Episode 61:
Originally recorded: October 25, 2013
Originally broadcast November 10, 2013.
Every one of us has been encouraged to be an involved citizen, but what exactly does this mean? Every one of us has been told that small groups of thoughtful people are the only things that change the world? Is this true? Every one of us has been told that the government represents our interests, but the government doesn’t seem to know that. This episode of looks at all these puzzles and examine activism, democracy, the attempts to influence government policy.

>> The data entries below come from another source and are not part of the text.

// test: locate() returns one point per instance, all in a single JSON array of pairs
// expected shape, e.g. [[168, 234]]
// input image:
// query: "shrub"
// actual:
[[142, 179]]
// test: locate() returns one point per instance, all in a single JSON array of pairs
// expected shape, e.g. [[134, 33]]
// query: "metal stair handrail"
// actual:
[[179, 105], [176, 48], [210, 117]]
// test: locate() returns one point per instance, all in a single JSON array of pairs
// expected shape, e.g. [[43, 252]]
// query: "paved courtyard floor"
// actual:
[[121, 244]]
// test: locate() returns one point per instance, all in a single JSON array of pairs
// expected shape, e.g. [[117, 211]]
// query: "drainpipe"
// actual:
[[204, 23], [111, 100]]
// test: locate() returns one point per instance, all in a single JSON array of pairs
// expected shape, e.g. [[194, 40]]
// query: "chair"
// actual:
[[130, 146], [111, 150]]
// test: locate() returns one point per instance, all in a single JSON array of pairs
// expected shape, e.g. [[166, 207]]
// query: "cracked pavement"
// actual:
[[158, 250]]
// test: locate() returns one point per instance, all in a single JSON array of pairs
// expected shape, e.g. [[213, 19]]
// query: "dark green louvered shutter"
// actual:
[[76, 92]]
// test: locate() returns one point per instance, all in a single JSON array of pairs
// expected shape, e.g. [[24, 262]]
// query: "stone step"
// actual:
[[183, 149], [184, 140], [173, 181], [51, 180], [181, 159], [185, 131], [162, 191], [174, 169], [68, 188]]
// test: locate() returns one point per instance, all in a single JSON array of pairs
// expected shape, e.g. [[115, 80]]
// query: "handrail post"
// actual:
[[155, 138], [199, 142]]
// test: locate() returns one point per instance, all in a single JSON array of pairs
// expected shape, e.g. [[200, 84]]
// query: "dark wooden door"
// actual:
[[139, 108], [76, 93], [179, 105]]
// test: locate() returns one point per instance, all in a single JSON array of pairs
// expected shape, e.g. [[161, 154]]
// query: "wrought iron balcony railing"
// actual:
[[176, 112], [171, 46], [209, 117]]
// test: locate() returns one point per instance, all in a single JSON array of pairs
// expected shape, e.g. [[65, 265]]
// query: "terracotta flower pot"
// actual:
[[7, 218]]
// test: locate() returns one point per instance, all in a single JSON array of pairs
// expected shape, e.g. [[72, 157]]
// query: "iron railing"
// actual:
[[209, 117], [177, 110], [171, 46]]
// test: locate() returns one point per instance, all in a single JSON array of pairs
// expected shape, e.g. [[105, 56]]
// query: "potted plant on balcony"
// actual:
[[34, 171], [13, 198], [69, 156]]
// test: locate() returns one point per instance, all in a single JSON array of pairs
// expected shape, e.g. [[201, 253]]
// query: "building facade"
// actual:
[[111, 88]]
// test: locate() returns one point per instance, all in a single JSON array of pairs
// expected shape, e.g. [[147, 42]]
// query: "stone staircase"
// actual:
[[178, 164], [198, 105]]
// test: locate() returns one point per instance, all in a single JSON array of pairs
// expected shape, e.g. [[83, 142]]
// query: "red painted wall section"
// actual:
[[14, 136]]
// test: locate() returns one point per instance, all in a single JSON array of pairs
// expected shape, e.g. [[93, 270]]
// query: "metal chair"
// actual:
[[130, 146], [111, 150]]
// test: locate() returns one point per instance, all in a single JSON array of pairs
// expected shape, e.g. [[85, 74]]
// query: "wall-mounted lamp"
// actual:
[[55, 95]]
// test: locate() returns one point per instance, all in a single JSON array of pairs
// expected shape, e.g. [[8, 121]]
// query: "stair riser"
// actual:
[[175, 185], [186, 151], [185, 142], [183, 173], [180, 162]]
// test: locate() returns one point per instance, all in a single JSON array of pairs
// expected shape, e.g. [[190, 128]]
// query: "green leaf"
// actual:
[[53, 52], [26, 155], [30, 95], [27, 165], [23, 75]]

Peter Levine is the Lincoln Filene Professor of Citizenship & Public Affairs in Tufts University’s Jonathan Tisch College of Citizenship and Public Service and Director of CIRCLE, The Center for Information and Research on Civic Learning and Engagement. He has a secondary appointment in the Tufts philosophy department. Levine graduated from Yale in 1989 with a degree in philosophy. He studied philosophy at Oxford on a Rhodes Scholarship, receiving his doctorate in 1992. From 1991 until 1993, he was a research associate at Common Cause. In the late 1990s, he was Deputy Director of the National Commission on Civic Renewal. Levine is the author of the forthcoming book We are the Ones We have been Waiting for: The Promise of Civic Renewal in America (Oxford University Press, fall 2013), five other scholarly books on philosophy and politics, and a novel. He has served on the boards or steering committees of America Speaks, Street Law Inc., the Newspaper Association of America Foundation, the Campaign for the Civic Mission of Schools, the Kettering Foundation, the American Bar Association Committee’s for Public Education, the Paul J. Aicher Foundation, and the Deliberative Democracy Consortium.”